Tras decir lo que quería decir, Stefan se levantó y salió. Al salir, Mint también se levantó y se acercó a la cama.

Había dejado mi equipaje debajo de la cama, así que lo saqué. Estaba tan polvoriento que parecía que no lo habían limpiado.

Mint sopló el polvo y sacó un trozo de papel en blanco del interior.

Después de anotar su asunto en un papel con un bolígrafo y dejarlo sobre el escritorio, hizo sus maletas y salió como si nada hubiera pasado.

Mientras bajaba las escaleras y atravesaba el pasillo crujiente hacia el pasillo oscuro, sentí ojos que me observaban.

Ignorando sus miradas, Mint abrió la puerta que conducía al exterior a través del aire húmedo.

Cuando abrió la puerta y salió, el olor de un trapo lavado y mal secado llenó mi nariz.

Aun así, Mint suspiró ante el aire ligeramente mejor que el del interior de la posada y se acercó a Stefan, que la estaba esperando.

«¿Esto es todo lo que tienes?»

“Sí, como dije antes, me echaron casi desnuda”.

«Ya veo.»

Stefan no hizo más preguntas y tomó la iniciativa. Mint lo siguió rápidamente, para no perderlo de vista.

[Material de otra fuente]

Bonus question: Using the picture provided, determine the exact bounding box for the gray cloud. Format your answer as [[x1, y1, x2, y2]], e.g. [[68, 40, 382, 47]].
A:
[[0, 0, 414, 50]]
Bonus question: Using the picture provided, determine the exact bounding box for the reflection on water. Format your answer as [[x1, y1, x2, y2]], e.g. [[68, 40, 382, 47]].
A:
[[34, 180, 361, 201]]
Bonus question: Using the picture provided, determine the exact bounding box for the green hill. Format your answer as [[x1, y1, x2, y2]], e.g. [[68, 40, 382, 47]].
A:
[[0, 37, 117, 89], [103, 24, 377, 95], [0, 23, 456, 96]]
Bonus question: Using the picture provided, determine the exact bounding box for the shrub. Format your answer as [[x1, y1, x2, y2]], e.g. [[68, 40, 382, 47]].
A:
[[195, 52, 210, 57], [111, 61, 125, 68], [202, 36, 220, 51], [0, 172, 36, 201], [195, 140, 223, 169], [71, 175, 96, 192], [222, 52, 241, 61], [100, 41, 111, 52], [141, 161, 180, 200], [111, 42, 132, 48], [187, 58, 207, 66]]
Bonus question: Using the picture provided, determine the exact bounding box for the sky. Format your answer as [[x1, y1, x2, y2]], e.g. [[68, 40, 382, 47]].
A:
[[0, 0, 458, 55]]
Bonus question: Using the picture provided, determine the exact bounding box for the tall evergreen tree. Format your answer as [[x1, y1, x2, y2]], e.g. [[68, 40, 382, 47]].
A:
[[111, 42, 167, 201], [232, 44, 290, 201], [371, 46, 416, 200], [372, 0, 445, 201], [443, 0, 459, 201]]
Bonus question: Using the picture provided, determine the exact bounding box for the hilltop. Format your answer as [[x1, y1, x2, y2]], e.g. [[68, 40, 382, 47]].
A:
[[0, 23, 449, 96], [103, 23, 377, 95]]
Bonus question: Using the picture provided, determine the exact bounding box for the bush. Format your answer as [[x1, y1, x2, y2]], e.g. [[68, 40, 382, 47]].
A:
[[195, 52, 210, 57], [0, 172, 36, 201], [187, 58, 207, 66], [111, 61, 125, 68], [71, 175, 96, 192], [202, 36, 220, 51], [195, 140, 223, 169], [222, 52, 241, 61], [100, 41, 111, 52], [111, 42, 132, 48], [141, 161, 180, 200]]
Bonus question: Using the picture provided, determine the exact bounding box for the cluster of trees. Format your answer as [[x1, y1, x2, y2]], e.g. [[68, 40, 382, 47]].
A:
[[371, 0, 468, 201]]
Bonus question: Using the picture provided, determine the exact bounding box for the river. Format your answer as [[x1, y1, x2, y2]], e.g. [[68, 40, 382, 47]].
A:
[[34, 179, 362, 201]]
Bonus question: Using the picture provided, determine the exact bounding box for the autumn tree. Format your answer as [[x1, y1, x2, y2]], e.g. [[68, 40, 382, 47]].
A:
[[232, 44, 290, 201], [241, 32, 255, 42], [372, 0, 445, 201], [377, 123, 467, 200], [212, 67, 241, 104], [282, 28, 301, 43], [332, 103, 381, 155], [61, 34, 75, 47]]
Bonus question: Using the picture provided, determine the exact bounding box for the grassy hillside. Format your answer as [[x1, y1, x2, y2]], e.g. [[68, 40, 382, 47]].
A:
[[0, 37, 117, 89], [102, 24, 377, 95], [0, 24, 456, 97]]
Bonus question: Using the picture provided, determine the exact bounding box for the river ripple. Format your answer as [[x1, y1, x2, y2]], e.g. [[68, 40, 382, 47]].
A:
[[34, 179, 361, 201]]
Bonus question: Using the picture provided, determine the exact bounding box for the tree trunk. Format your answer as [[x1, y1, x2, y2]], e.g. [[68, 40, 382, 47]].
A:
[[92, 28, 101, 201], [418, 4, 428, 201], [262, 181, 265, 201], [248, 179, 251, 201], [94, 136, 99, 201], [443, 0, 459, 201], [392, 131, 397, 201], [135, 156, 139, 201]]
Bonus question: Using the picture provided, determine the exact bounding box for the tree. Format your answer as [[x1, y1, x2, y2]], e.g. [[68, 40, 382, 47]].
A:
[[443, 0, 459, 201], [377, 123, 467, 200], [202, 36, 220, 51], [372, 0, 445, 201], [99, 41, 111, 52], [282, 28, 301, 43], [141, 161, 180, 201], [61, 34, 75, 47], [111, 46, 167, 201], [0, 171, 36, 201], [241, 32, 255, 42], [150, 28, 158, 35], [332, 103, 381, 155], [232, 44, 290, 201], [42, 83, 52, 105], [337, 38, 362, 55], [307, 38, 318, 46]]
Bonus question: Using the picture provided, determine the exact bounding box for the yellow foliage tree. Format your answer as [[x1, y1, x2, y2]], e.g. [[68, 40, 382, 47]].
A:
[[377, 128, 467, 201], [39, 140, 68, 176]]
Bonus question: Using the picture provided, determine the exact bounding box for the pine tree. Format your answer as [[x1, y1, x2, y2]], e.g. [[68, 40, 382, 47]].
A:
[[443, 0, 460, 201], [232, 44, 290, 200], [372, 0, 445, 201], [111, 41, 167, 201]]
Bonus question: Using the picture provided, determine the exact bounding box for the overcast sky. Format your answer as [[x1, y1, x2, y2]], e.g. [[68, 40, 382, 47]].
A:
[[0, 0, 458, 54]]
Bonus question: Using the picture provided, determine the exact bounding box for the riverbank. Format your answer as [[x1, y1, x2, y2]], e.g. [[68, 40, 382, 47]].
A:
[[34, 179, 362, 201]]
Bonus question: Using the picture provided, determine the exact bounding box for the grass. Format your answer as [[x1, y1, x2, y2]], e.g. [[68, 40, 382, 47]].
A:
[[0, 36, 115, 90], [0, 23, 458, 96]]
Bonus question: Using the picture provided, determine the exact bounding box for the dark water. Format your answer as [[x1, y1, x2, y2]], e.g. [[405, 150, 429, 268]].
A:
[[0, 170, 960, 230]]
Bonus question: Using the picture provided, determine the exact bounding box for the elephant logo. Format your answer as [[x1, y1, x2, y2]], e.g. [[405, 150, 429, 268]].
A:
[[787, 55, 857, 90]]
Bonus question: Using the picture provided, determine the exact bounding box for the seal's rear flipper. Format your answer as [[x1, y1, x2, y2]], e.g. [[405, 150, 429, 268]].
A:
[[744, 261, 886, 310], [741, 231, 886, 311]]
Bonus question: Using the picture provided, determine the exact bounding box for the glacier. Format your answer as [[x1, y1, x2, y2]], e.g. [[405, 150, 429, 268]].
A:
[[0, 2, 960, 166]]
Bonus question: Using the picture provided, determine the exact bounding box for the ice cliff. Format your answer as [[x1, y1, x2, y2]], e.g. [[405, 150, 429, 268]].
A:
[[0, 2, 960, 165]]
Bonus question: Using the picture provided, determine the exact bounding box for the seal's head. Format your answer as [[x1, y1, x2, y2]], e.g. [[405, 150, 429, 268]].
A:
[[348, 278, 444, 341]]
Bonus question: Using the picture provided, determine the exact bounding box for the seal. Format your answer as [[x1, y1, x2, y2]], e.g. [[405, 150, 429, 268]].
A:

Los dos abandonaron el sinuoso callejón y salieron a la calle principal. Por fin, una brisa refrescante empezó a soplar en el aire.

Un sencillo carruaje marrón los esperaba en la calle principal. Stefan subió primero y Mint lo siguió rápidamente.

Mientras se sentaba, Stefan, que había dado la orden de partir, le ofreció una breve descripción general de la Mansión Blanc.

Mientras ambos conversaban, el carruaje llegó a la mansión Blanc.

Cuando Mint bajó del carruaje, una mujer de cabello castaño y ojos naranjas, vestida con un vestido negro y una camisa blanca, lo estaba esperando.

—Señor Stefan, ¿es esta la niña de la que hablaba?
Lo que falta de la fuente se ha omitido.